Kölner Stadtarchiv: Wie eine Katastrophe die Stadt bis heute prägt
Gerfried ThiesKölner Stadtarchiv: Wie eine Katastrophe die Stadt bis heute prägt
Der Einsturz des historischen Kölner Stadtarchivs im Jahr 2009 bleibt eine Narbe im Stadtbild. Mehr als ein Jahrzehnt später ist das Gelände noch immer eine Ansammlung von Sandhügeln und wildwucherndem Gestrüpp, während die unterirdischen Bauarbeiten voraussichtlich weitere acht Jahre andauern werden. Unterdessen sind die juristischen Auseinandersetzungen um die Katastrophe leise in Vergessenheit geraten – viele Fragen blieben unbeantwortet.
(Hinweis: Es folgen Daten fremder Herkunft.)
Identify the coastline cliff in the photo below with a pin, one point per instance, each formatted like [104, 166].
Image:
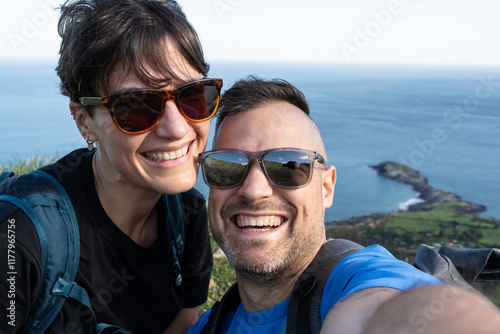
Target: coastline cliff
[430, 197]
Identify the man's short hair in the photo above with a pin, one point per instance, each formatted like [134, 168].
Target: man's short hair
[99, 35]
[253, 92]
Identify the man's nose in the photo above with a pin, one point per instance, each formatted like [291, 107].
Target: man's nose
[255, 186]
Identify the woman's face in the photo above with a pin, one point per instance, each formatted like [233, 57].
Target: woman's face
[164, 159]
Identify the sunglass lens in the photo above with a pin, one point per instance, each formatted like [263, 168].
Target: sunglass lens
[224, 169]
[288, 168]
[135, 113]
[199, 102]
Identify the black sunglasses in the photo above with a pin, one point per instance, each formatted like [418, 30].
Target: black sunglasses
[139, 111]
[283, 167]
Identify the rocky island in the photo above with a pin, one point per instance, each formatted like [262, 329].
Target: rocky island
[430, 197]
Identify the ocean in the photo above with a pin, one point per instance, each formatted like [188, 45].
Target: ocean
[442, 121]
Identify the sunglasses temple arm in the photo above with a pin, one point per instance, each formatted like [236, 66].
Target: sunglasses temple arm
[91, 101]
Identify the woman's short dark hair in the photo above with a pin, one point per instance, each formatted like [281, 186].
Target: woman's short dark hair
[100, 35]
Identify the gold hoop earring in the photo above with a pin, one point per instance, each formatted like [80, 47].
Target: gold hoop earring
[90, 144]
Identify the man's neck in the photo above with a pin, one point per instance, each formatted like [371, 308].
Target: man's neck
[257, 297]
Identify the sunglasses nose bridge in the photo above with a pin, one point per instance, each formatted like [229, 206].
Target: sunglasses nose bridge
[259, 166]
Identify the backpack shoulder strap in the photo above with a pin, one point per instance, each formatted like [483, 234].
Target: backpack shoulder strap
[230, 301]
[176, 224]
[52, 214]
[459, 266]
[304, 309]
[5, 175]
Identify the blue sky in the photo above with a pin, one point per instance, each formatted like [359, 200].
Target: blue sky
[341, 31]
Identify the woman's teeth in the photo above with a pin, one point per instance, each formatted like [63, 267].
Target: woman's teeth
[263, 223]
[165, 156]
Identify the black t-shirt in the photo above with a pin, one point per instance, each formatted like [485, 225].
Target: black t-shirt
[129, 286]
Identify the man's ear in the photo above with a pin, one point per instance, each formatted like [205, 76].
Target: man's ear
[328, 180]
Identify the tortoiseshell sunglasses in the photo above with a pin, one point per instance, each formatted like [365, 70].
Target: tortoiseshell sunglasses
[136, 112]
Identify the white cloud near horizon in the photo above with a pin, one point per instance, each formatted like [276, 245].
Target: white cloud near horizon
[457, 32]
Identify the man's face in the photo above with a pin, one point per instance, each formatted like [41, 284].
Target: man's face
[270, 233]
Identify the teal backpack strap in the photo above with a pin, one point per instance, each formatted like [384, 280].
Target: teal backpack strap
[177, 226]
[6, 175]
[53, 217]
[304, 309]
[229, 302]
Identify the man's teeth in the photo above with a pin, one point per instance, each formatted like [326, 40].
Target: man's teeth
[165, 156]
[264, 223]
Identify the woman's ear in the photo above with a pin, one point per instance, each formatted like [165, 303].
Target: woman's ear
[329, 179]
[80, 116]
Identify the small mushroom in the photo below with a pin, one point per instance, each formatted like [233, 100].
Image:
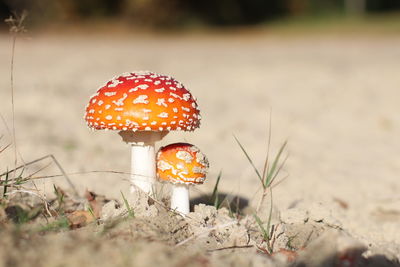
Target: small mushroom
[143, 106]
[182, 165]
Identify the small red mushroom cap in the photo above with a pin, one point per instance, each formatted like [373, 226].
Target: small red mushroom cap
[181, 163]
[143, 101]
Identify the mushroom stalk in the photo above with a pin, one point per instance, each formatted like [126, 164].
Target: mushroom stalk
[143, 158]
[143, 167]
[180, 198]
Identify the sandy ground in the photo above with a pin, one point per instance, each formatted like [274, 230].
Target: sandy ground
[334, 99]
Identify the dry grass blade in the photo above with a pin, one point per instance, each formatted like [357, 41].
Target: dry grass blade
[16, 26]
[63, 173]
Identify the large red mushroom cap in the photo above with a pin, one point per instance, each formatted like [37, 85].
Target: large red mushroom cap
[181, 163]
[143, 101]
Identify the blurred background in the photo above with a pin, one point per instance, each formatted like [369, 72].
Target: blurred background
[182, 14]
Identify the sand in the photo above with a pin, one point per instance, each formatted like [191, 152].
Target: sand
[335, 99]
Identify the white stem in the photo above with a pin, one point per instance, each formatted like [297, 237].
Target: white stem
[180, 198]
[143, 168]
[143, 159]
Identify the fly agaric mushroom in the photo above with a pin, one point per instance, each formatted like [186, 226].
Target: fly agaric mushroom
[182, 165]
[144, 107]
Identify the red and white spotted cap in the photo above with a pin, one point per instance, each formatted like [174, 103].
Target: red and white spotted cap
[181, 163]
[143, 101]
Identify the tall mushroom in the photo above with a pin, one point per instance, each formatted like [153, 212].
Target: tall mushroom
[144, 107]
[182, 165]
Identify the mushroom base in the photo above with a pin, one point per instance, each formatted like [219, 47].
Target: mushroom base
[180, 198]
[143, 158]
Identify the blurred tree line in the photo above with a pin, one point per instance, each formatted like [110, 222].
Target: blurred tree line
[178, 13]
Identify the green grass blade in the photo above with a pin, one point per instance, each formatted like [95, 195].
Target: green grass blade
[5, 185]
[271, 172]
[266, 162]
[128, 207]
[249, 159]
[214, 196]
[262, 228]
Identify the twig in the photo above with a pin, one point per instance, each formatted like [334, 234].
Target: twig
[204, 233]
[231, 247]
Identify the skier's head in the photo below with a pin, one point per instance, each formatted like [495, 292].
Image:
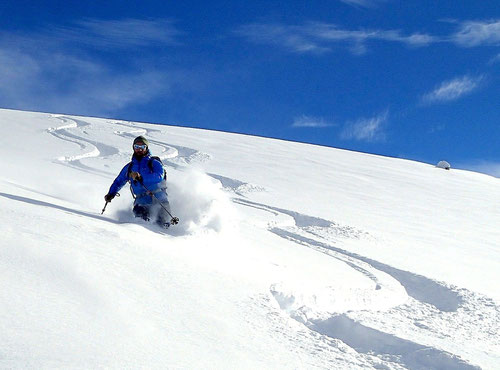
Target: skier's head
[140, 146]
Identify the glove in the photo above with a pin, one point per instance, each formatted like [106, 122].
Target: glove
[136, 176]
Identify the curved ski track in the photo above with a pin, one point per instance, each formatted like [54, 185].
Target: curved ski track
[433, 309]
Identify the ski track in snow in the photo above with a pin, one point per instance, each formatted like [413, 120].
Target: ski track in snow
[431, 311]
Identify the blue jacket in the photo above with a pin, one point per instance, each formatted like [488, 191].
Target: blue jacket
[152, 180]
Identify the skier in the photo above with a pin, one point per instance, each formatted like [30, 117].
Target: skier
[148, 182]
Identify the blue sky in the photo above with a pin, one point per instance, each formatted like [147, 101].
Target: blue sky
[410, 79]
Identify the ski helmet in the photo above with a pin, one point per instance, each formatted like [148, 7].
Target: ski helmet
[141, 139]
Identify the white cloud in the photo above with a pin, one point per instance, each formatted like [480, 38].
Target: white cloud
[123, 33]
[55, 70]
[475, 33]
[486, 167]
[363, 3]
[452, 89]
[52, 80]
[495, 59]
[366, 129]
[320, 37]
[290, 37]
[312, 122]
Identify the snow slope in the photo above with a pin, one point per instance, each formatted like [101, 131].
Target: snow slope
[287, 255]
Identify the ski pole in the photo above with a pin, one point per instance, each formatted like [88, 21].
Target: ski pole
[174, 220]
[105, 205]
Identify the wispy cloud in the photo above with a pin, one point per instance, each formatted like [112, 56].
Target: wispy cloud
[486, 167]
[311, 122]
[321, 37]
[495, 59]
[82, 86]
[363, 3]
[452, 89]
[59, 71]
[122, 33]
[290, 37]
[366, 129]
[476, 33]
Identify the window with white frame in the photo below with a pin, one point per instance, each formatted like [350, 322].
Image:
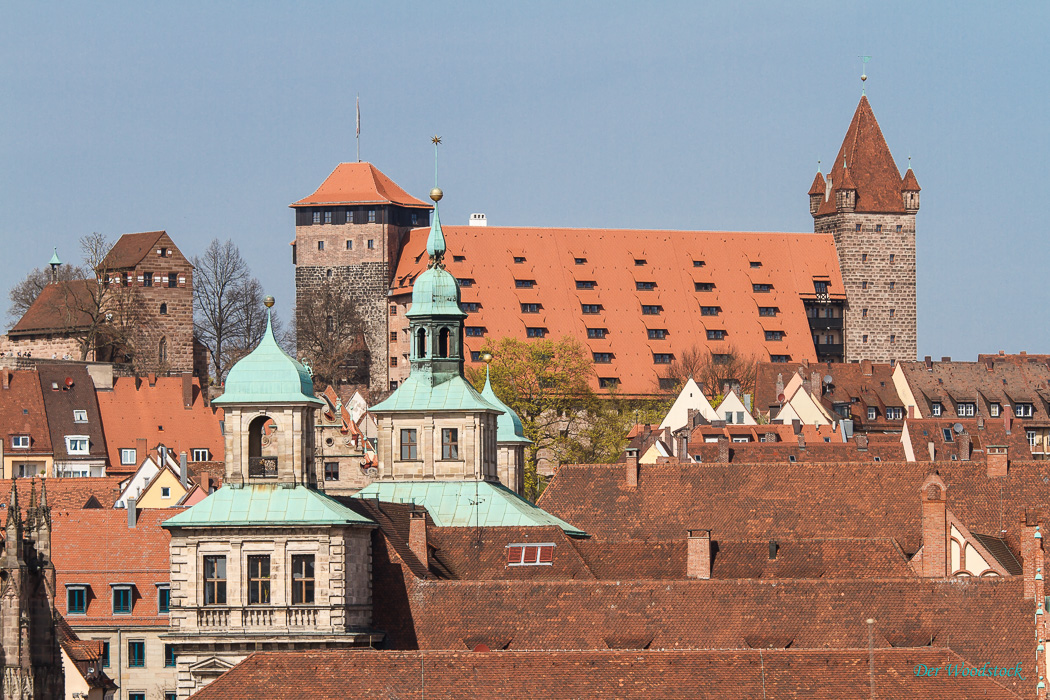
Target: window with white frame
[77, 444]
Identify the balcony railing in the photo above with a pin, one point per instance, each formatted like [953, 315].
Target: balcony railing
[263, 467]
[825, 323]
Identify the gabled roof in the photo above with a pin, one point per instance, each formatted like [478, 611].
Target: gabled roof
[674, 261]
[267, 505]
[134, 408]
[61, 306]
[872, 170]
[132, 248]
[359, 184]
[466, 504]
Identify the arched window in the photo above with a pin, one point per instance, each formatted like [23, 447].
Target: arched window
[421, 343]
[263, 447]
[443, 342]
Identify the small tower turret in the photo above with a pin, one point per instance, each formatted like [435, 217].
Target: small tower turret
[909, 191]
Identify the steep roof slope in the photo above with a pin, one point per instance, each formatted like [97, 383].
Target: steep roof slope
[870, 167]
[359, 183]
[667, 270]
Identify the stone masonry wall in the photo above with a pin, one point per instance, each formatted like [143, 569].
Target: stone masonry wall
[881, 315]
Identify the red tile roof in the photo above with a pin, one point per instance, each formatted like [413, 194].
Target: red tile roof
[627, 675]
[131, 248]
[134, 409]
[22, 412]
[97, 548]
[780, 500]
[61, 306]
[358, 184]
[873, 172]
[788, 261]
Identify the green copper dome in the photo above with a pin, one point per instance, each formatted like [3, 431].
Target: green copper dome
[268, 375]
[508, 426]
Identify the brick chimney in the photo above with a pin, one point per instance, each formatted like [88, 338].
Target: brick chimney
[632, 467]
[698, 554]
[996, 460]
[417, 535]
[935, 528]
[722, 449]
[187, 389]
[964, 446]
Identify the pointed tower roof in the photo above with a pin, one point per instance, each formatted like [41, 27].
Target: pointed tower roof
[359, 184]
[909, 184]
[508, 426]
[818, 184]
[872, 168]
[268, 375]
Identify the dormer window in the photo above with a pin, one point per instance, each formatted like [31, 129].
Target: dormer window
[530, 555]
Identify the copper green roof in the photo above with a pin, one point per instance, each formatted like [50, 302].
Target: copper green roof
[467, 504]
[416, 395]
[270, 504]
[268, 375]
[508, 426]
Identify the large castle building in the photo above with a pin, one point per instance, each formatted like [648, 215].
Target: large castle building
[637, 299]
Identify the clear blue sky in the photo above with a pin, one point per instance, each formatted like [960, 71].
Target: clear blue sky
[208, 119]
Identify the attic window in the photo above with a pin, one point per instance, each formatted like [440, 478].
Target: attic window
[530, 555]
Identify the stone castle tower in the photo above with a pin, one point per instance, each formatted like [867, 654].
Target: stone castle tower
[349, 235]
[870, 210]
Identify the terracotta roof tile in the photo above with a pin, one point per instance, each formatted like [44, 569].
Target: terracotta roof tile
[359, 183]
[97, 548]
[786, 261]
[628, 675]
[134, 409]
[873, 172]
[22, 414]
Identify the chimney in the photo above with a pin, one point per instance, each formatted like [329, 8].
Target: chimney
[632, 467]
[417, 535]
[184, 471]
[187, 389]
[996, 461]
[935, 528]
[698, 554]
[964, 446]
[722, 449]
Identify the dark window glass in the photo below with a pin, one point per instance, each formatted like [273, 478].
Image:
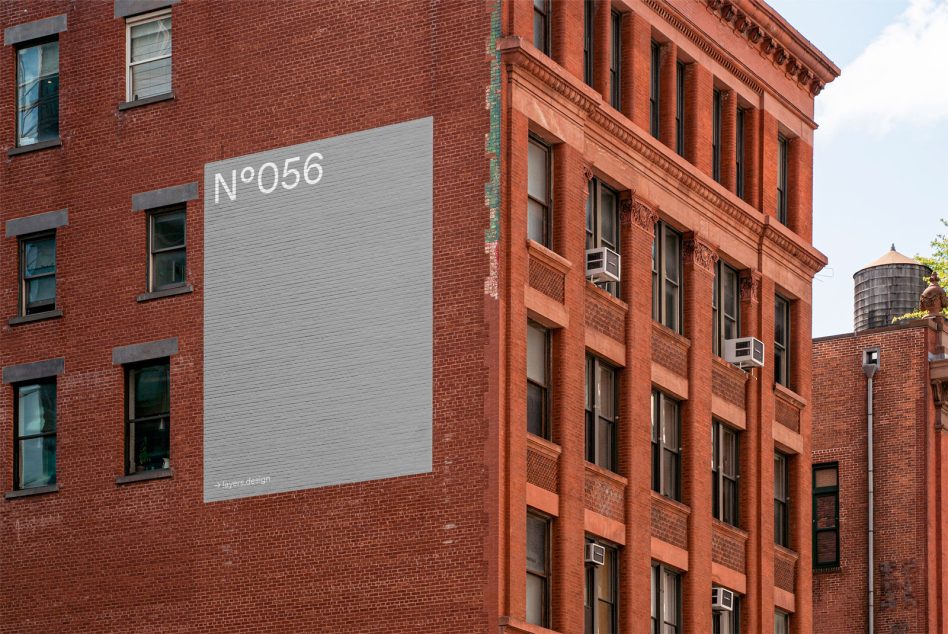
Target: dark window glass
[538, 570]
[655, 88]
[666, 277]
[34, 438]
[782, 341]
[601, 405]
[37, 93]
[541, 25]
[37, 273]
[666, 446]
[601, 593]
[167, 260]
[781, 500]
[725, 306]
[782, 180]
[539, 183]
[724, 471]
[149, 416]
[716, 135]
[825, 515]
[602, 223]
[538, 380]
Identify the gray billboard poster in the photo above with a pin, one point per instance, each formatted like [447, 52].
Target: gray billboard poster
[318, 313]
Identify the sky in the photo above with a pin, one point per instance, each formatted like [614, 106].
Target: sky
[880, 151]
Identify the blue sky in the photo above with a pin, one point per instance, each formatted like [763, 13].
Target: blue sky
[879, 156]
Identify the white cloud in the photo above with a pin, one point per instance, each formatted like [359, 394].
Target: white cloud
[901, 77]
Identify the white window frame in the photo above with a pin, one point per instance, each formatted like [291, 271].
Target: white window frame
[129, 24]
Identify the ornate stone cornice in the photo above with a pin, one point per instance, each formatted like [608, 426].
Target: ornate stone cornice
[698, 250]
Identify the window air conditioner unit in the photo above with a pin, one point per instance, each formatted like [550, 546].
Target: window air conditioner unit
[595, 554]
[745, 352]
[722, 599]
[602, 265]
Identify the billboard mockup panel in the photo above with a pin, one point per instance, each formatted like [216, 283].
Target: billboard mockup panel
[318, 313]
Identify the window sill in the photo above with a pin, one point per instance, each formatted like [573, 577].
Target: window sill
[168, 292]
[34, 147]
[127, 105]
[154, 474]
[29, 319]
[22, 493]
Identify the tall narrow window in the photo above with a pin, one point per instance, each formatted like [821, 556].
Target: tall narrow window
[716, 108]
[781, 341]
[781, 500]
[538, 380]
[539, 170]
[601, 408]
[666, 447]
[666, 600]
[37, 273]
[782, 179]
[602, 223]
[739, 153]
[601, 595]
[680, 108]
[589, 37]
[149, 416]
[724, 458]
[666, 277]
[725, 306]
[825, 515]
[37, 93]
[34, 437]
[167, 253]
[655, 89]
[148, 40]
[541, 25]
[615, 62]
[538, 570]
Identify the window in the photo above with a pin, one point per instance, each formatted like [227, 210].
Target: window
[666, 447]
[739, 153]
[781, 622]
[782, 179]
[589, 36]
[615, 62]
[601, 596]
[602, 223]
[666, 277]
[724, 472]
[538, 380]
[34, 437]
[37, 273]
[538, 570]
[655, 89]
[539, 168]
[825, 515]
[680, 109]
[601, 417]
[781, 500]
[167, 261]
[148, 53]
[541, 25]
[37, 93]
[147, 390]
[666, 600]
[727, 622]
[725, 306]
[716, 135]
[781, 341]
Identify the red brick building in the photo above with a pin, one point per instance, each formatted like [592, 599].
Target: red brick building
[567, 414]
[906, 363]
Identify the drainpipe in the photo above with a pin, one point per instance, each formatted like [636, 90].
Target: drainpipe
[869, 367]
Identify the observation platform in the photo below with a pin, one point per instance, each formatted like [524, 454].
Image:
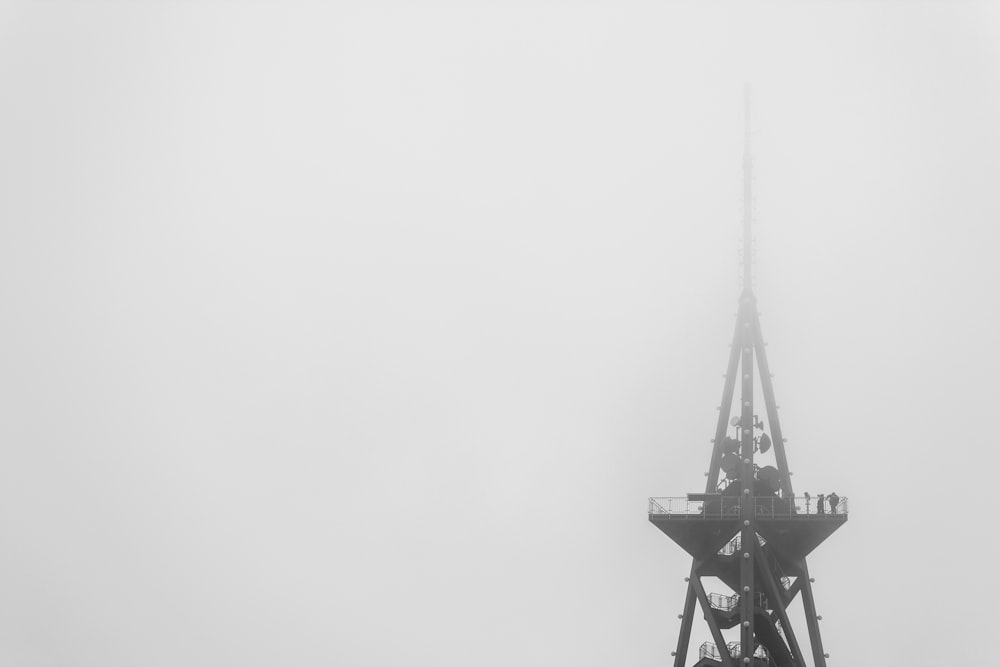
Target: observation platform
[703, 523]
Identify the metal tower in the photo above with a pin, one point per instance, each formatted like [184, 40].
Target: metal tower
[748, 530]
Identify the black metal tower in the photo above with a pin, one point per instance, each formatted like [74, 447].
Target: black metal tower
[749, 530]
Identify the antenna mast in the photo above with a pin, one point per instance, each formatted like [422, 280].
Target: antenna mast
[747, 197]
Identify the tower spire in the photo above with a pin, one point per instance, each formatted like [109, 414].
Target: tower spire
[748, 531]
[747, 196]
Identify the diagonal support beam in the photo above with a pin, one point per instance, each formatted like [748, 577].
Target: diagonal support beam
[684, 638]
[809, 608]
[772, 410]
[773, 590]
[726, 406]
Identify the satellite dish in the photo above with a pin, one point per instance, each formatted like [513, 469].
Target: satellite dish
[769, 478]
[730, 465]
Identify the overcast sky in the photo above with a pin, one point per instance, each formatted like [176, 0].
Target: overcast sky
[358, 333]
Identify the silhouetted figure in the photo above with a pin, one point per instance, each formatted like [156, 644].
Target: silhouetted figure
[834, 501]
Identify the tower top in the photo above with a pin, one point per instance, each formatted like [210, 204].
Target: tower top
[747, 197]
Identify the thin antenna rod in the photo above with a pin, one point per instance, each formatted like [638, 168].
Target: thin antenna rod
[747, 197]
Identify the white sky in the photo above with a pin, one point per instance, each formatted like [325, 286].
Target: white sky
[358, 333]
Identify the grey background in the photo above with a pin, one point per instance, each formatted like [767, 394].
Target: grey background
[359, 333]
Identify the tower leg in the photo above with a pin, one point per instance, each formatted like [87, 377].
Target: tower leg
[684, 639]
[809, 606]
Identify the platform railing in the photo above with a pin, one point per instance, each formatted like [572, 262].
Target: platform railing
[729, 602]
[711, 651]
[734, 545]
[725, 507]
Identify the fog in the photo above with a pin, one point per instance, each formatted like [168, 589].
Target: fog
[359, 333]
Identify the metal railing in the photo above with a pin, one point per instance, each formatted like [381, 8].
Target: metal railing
[729, 602]
[724, 507]
[710, 650]
[734, 545]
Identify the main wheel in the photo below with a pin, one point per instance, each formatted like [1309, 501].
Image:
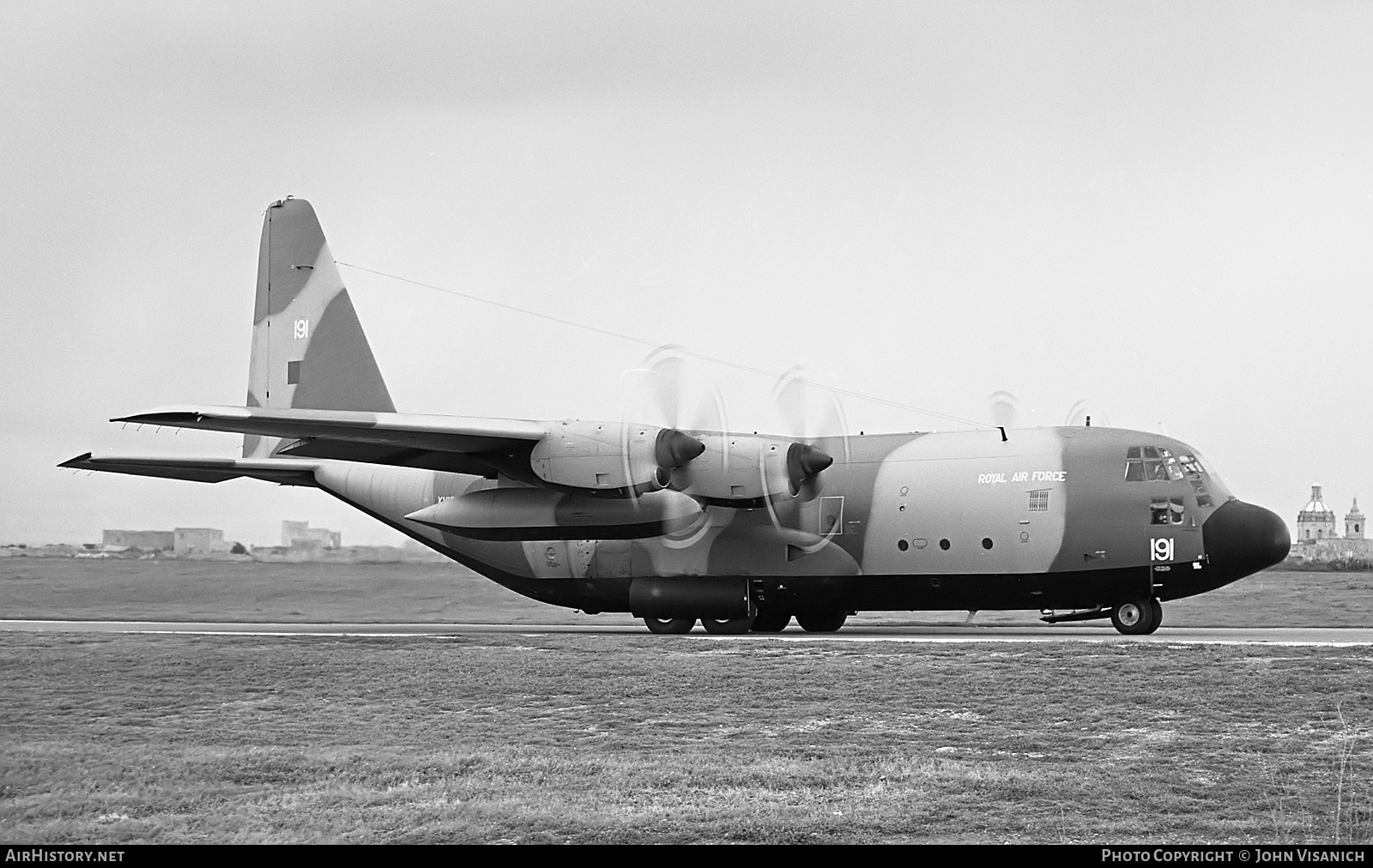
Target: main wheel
[669, 625]
[821, 621]
[731, 626]
[772, 621]
[1137, 617]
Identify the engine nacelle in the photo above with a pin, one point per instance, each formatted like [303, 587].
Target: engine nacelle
[542, 514]
[615, 458]
[747, 468]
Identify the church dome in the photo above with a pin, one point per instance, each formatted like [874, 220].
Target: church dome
[1316, 504]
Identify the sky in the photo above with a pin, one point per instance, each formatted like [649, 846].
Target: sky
[1160, 210]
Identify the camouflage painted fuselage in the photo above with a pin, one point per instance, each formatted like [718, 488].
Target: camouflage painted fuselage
[705, 523]
[1045, 520]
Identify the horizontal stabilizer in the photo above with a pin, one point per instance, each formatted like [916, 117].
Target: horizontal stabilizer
[199, 468]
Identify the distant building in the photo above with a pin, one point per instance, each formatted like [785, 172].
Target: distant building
[1316, 521]
[189, 540]
[299, 534]
[1354, 525]
[148, 540]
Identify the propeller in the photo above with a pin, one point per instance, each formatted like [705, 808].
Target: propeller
[809, 413]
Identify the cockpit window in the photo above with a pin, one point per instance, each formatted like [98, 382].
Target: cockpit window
[1153, 465]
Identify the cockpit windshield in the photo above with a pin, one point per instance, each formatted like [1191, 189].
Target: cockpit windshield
[1155, 465]
[1159, 465]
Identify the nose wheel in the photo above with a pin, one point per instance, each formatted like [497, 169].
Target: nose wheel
[1139, 617]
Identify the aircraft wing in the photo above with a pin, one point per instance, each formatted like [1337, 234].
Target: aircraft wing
[199, 468]
[452, 444]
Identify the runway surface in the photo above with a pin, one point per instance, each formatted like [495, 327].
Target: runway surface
[1270, 636]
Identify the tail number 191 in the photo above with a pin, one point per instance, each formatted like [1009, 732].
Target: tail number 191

Am 3. März 2009 schlug das Unglück zu: Das Archiv, in dem 1,7 Millionen Dokumente aus tausend Jahren Geschichte lagerten, versank in einem durch Grundwasser entstandenen Krater. Zwei junge Männer in benachbarten Häusern verloren ihr Leben, als der Boden unter ihnen nachgab. Rettungskräfte verbrachten Monate damit, zerrissenes Papier zu sieben und die Fragmente in 20 Notarchiven zu verteilen, um wenigstens einen Teil des Kulturguts zu retten.
Eine spätere Untersuchung förderte zutage, dass kritische Stahlträger vor dem Einsturz gestohlen und an einen Schrotthändler verkauft worden waren. Die Kölner Verkehrsbetriebe (KVB), die trotz fehlender Erfahrung mit Großprojekten dieser Art die Bauarbeiten überwacht hatten, gerieten in die Kritik. Die juristischen Verfahren zogen sich hin, endeten mit einer Mischung aus Verurteilungen und Freisprüchen – bis sie 2024 schließlich wegen Verfahrensfehlern und nachlassendem öffentlichen Interesse eingestellt wurden.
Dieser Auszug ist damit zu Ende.